A group of Nursing students was given the opportunity to see how their future profession operates in a different culture -- one with far fewer resources and many more challenges than the one to which they are accustomed.
For the first time, Penn students were given the opportunity last spring to study at hospitals and a medical school in Bangkok, Thailand.
"The trip is transformational -- it makes you view yourself in a different way," Nursing Professor Linda Brown said. "Our western culture has a lot of good things, but there are a lot of things we can learn."
With the help of an old friend and nursing colleague Usavadee Asdornwised -- also a nursing faculty member at Mahidol University, where the students resided during their time abroad -- Brown incorporated a three-week trip to Thailand into an already existing course at the Nursing School entitled Comparative Health Care Systems.
During the 10-day course -- the last week is devoted to travel and relaxation -- students learn about health care in Thailand by visiting public and private hospitals, factories and alternative therapy providers.
"Touring hospitals there gave a unique peek into a different health care system, one that does its best with limited resources and with unique health needs of its population, for instance, the high rate of HIV and AIDS [and] drug use," Nursing graduate student Carla Huesgen wrote in an e-mail.
Not only did Brown want her students to learn about nursing and health care practices in Thailand, but also to understand the Thai culture and society.
"One of the things very important to me is the whole complexity that surrounds the issue of culture," Brown said. "How one relates to an individual while maintaining a level of understanding and respect for that individual's culture and getting to understand that the human condition is universal."
In addition to hearing some prominent figures in the health care system speak, such as the president of the Thai Nursing Council, students were able to meet and talk with many Thai nurses and physicians.
One of the major differences between health care in the U.S. and Thailand that students were able to observe was the drastic difference in hospital environments.
"I remember an outpatient clinic where there must have been 200 patients waiting to be seen sitting on rows of benches in a large un-air-conditioned atrium, yet no one was complaining and everything seemed very organized and orderly," Nursing senior Betsy White wrote in an e-mail. "It seemed like a much more therapeutic setting."
And Huesgen took other lessons from the trip.
"We could benefit from the gentle nature of the Thai people which is very much reflected in the hospitals and in their lifestyles," Huesgen reflected. "The Thai people have definitely maintained a 'humanness' to their hospitals that we have lost amidst technology and our approach to medicine and healing."
However, Huesgen also likened the status of the nursing profession in Thailand to what nursing was like in the U.S. during the 1950s -- "before nurses were educated and socialized to be critical thinkers."
"I realized now how new the status of nursing as a profession is and seeing how far it has come in this past century makes me realize the vast potential for where it can go in my lifetime," Huesgen wrote.
And Thai nurse and former nursing student of Asdornwised , Shalintara Agadmeck wrote she hopes that the program will help improve nursing both in Thailand and the U.S.
"We are the same, but learning [the] differences for each individual could help us focus on the patients' needs or patient care," Agadmeck wrote in an e-mail.
Overall, all parties seemed to gain new ideas and approaches to nursing from the program.
"It was an amazing and incredibly enriching experience.

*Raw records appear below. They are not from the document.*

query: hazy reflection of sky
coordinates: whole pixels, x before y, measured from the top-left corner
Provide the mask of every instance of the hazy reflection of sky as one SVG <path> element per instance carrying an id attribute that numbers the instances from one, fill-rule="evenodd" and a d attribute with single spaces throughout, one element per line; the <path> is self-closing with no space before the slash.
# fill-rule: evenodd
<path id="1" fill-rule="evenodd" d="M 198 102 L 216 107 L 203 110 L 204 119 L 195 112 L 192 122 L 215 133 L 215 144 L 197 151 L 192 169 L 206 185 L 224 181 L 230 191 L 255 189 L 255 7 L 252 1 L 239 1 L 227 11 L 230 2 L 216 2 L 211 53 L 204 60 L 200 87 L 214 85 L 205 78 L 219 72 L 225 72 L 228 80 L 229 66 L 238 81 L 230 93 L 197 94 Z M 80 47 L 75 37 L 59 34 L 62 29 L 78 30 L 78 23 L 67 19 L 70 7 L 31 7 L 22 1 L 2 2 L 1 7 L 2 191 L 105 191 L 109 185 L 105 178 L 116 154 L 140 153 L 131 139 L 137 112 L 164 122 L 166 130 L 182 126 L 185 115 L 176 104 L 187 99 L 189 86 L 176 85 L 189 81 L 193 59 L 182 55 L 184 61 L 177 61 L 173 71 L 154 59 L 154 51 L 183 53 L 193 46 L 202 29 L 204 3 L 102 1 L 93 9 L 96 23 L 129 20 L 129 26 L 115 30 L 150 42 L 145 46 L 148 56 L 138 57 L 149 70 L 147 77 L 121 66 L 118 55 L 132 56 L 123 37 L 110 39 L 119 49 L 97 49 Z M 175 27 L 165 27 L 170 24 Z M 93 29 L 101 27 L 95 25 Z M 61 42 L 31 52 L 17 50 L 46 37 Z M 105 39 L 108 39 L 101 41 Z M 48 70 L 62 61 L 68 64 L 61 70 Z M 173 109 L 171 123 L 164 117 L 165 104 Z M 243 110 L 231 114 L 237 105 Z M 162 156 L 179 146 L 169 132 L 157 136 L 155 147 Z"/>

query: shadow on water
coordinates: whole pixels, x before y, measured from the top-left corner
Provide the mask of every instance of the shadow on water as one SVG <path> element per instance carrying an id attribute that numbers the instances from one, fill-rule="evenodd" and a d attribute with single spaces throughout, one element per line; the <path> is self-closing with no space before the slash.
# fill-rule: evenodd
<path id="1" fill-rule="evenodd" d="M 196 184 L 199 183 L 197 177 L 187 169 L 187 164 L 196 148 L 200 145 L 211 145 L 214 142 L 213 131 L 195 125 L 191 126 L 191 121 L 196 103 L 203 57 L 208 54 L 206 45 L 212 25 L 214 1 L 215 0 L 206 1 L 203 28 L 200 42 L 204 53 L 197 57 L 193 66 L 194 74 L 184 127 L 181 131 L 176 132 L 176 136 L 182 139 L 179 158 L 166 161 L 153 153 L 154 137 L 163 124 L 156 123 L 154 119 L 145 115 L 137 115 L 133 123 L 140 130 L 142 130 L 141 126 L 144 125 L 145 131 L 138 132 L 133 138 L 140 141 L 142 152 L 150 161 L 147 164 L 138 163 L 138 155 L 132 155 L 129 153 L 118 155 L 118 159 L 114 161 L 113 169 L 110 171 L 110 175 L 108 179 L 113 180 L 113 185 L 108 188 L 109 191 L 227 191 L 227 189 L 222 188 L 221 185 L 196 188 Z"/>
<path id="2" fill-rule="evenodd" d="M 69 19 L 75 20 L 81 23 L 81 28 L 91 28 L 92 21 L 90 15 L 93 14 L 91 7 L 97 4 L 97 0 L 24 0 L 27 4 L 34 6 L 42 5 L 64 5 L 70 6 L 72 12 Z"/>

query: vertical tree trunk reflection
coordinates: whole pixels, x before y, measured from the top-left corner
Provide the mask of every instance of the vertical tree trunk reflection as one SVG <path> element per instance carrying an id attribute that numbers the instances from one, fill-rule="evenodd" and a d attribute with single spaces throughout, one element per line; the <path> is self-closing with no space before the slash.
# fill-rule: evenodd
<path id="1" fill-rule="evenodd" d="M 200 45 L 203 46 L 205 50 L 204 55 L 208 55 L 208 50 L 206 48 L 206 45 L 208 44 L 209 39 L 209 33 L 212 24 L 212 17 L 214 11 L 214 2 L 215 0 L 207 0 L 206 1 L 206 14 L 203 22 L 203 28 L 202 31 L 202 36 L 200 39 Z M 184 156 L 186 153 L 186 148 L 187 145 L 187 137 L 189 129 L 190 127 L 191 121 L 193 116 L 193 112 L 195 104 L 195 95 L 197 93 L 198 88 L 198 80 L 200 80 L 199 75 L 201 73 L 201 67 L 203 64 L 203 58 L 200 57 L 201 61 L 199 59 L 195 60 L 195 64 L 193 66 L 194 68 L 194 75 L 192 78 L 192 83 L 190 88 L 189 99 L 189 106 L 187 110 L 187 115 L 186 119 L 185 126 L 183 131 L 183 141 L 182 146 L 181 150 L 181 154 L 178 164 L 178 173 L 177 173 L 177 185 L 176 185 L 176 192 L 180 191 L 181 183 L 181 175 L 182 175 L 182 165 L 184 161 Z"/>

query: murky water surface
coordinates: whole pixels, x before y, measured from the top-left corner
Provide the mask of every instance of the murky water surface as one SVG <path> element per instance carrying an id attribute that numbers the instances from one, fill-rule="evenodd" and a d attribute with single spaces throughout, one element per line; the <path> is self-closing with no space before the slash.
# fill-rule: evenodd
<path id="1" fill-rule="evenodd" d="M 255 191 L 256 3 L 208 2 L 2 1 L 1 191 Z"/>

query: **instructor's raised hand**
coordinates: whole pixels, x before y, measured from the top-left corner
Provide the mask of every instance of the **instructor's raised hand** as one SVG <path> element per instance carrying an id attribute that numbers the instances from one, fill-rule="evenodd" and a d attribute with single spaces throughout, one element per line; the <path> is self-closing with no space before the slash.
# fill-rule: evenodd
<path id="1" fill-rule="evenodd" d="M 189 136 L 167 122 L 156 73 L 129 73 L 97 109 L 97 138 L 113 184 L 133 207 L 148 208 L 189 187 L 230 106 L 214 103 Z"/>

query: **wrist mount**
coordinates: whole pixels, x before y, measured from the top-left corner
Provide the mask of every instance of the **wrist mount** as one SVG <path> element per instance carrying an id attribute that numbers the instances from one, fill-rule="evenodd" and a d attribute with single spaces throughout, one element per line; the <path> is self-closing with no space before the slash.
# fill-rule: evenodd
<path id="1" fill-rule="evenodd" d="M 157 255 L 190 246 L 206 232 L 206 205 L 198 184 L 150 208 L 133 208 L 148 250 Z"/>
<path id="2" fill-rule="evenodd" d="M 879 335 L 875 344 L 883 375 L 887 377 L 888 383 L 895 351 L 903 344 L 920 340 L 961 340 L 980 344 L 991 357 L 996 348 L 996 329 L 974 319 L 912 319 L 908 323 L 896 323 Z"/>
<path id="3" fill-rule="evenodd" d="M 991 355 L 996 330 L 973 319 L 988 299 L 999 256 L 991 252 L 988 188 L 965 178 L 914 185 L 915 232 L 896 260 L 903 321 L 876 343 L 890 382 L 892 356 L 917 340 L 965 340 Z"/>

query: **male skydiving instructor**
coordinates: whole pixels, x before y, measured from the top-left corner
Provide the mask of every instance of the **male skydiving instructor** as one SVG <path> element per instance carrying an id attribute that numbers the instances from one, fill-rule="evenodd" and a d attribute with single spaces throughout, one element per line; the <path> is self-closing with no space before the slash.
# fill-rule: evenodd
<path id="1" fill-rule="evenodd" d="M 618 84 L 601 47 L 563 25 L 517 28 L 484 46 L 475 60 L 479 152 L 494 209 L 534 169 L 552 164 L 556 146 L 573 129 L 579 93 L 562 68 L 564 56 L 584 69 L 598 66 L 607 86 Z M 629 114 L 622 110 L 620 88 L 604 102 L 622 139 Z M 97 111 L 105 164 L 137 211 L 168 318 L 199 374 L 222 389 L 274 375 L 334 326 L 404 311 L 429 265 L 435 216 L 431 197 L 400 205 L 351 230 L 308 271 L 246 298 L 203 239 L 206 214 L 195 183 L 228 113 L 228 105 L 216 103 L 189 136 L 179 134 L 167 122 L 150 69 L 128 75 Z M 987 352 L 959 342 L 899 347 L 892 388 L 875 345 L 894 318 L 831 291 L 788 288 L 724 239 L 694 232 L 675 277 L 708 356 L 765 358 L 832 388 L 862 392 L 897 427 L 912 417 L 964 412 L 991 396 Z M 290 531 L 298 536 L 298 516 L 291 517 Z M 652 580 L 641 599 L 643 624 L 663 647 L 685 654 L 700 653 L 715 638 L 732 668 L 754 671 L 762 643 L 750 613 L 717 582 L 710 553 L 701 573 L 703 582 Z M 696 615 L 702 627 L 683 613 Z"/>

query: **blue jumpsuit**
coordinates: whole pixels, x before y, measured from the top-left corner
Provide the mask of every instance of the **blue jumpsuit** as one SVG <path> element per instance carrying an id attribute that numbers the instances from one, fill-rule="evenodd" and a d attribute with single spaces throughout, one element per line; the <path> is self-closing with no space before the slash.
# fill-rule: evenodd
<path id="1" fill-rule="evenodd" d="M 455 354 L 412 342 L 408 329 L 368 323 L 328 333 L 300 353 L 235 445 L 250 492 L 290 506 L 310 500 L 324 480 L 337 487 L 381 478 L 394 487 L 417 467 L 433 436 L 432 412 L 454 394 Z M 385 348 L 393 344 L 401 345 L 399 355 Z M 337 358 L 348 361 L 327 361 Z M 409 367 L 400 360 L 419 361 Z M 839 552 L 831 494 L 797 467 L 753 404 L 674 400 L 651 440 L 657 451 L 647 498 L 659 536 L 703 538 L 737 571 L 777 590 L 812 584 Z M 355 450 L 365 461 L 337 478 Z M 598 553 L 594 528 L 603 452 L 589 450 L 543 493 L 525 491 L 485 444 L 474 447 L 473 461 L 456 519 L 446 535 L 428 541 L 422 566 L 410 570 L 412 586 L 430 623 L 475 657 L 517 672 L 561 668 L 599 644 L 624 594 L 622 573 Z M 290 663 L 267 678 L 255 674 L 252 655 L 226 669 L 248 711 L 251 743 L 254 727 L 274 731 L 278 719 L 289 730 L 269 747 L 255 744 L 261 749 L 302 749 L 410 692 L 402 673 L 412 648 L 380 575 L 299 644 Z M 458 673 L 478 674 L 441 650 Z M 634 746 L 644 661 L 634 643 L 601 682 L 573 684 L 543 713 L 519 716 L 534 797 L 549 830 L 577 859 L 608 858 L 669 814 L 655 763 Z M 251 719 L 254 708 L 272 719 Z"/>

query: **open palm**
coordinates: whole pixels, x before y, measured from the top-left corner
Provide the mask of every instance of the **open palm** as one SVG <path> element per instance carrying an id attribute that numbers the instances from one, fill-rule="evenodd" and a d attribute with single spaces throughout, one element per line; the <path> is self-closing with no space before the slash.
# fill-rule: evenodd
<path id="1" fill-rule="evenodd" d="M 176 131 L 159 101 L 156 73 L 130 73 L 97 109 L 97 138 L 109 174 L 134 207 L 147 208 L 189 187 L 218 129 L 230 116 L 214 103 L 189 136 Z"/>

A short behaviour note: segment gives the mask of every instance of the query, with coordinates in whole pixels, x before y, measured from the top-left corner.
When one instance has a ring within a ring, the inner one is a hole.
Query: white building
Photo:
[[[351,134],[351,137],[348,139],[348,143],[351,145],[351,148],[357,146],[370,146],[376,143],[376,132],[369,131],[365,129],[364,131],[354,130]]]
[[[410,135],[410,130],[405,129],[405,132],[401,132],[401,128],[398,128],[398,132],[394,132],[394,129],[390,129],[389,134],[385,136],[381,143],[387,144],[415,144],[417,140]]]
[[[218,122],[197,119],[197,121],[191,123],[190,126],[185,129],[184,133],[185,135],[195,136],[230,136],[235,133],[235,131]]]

I think [it] reinforced that there are other ways to practice health care in the world. It also made me realize the immense value of international comparison and collaboration in nursing," White said.
This coming spring, Boston College nursing undergraduate and graduate students will participate in the program as well. And although there is a significant monetary gap between the two countries -- which does not allow Thai students to come to the U.S. -- Brown said she hopes to work out a way for them to visit Penn in the near future.